Thursday, 26 July 2012

Why choosing ontologies should not be like choosing Pepsi or Coke

I've just returned from the International Conference on Biomedical Ontology (ICBO) which is the biggest conference in the field of bio-ontology. I was invited to sit on a panel which was somewhat provocatively titled 'How to deal with sectarianism in biomedical ontology' during which we discussed how we might better get along and defuse some of the issues that have plagued the community over the last decade or so.

Fish-Tree-Pepsi-Coke. I know what you're thinking but
just go with me on this and read the post.
The range of views of the panelists was interesting, in part because they were not as extreme as one might have expected, or at least as they might have been five years ago. I'll attempt to summarise the panelists thoughts based on their initial two minute 'pitch' slide, I've included a link to the participants slide:

Alan Rector - Alan mentioned the need for humility and to understand what a given ontology is designed to do before we criticise it as they are can be made for different purposes. He also mentioned the need for proper evaluation.

Chris Stoeckert - Chris stated that sectarianism is inevitable and that he had chosen his sect which was BFO/realism. Ultimately, he said the biggest sect wins and that this is the OBO Foundry, which, as a community effort, we should join.

Barry Smith - Barry suggested that any ontology of any worth should be developed by an ontologist that has signed up to a 'code of ethics' which includes principles of reuse, aggressive testing in multiple real world applications and of  'thinking first' before adding a term or definition.

My own stance was that in general, I don't think a sectarian approach is very useful, not only because it causes political divides within our community, but because it also alienates us from other communities who, from the outside looking in, may be less likely to engage with us. And that hurts us because above all else we need users, more than they need us. I also think competition is fine. This is in general how science has worked for quite some time, moreover, if it didn't then we would never have made leaps forward by listening to the minority voices on issues such as evolution and Copernican heliocentrism. 

But underlying everything I said is my desire to see ontology engineering become a first class citizen and mature as a discipline. My job, in part, entails building ontologies for millions of data points with much diversity; 1,000 species, 30,000 experiments, 250,000 unique annotations. If people are willing to call out that I should be using ontology a instead of ontology b, then I need to know why, and this can not be based on subjective or political opinions. I want to see the development of formal, objective metrics to determine whether or not one ontology is better than another, so that we can really measure these artifacts and have something scientific to base our judgements on.

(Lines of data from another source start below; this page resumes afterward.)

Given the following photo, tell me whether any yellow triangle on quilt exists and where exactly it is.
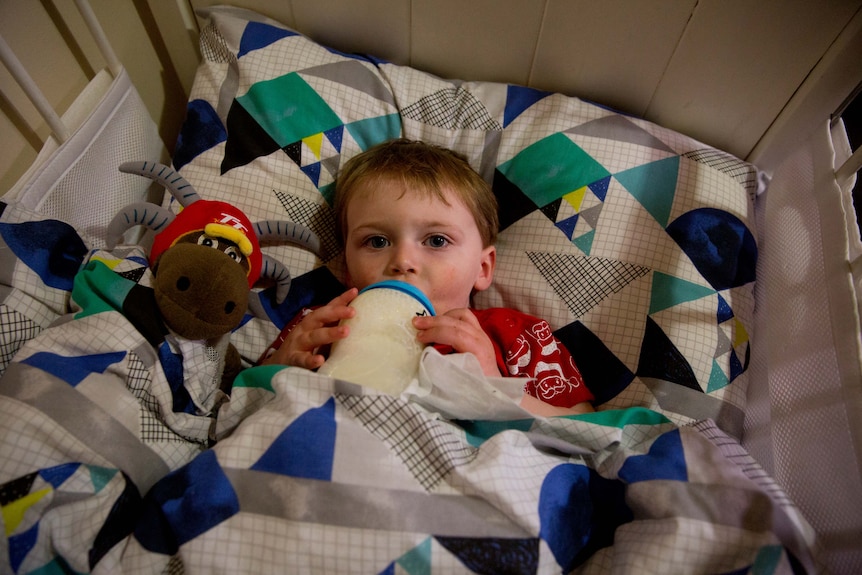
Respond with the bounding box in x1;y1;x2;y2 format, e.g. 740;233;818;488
563;186;587;212
733;318;748;347
3;487;52;537
302;132;323;160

Alan Rector also rightly points out ontologies are built for different purposes so we need to factor that in. As Einstein said "if you judge a fish by its ability to climb a tree, it will live its whole life believing that it is stupid." If Amazon used an ontology to power their website, it would be hard to argue that particular fish is not a good artifact as the Amazon application seems to work pretty well.

I've also heard many comments from certain quarters about an 'ontology crisis' wherein ontologies of poor quality are now everywhere to be seen, polluting the pool. This sort of comment is similar to comments made during the software crisis of the 1960s, and, given that funding for ontologies can be hard to come by, we can ill afford to overrun. They reacted to this by developing software engineering processes and methods which, over time, helped enormously, though they did not resolve all the issues, cf. no silver bullet. Whatever your stance, it is hard to argue against wanting proper processes and methods for building in quality; nobody wants a blue screen of death on a plane's fly-by-wire system during a transatlantic flight. Similarly, nobody wants a medical system using an ontology to give incorrect results. An ontology for your photo collection, we care less so.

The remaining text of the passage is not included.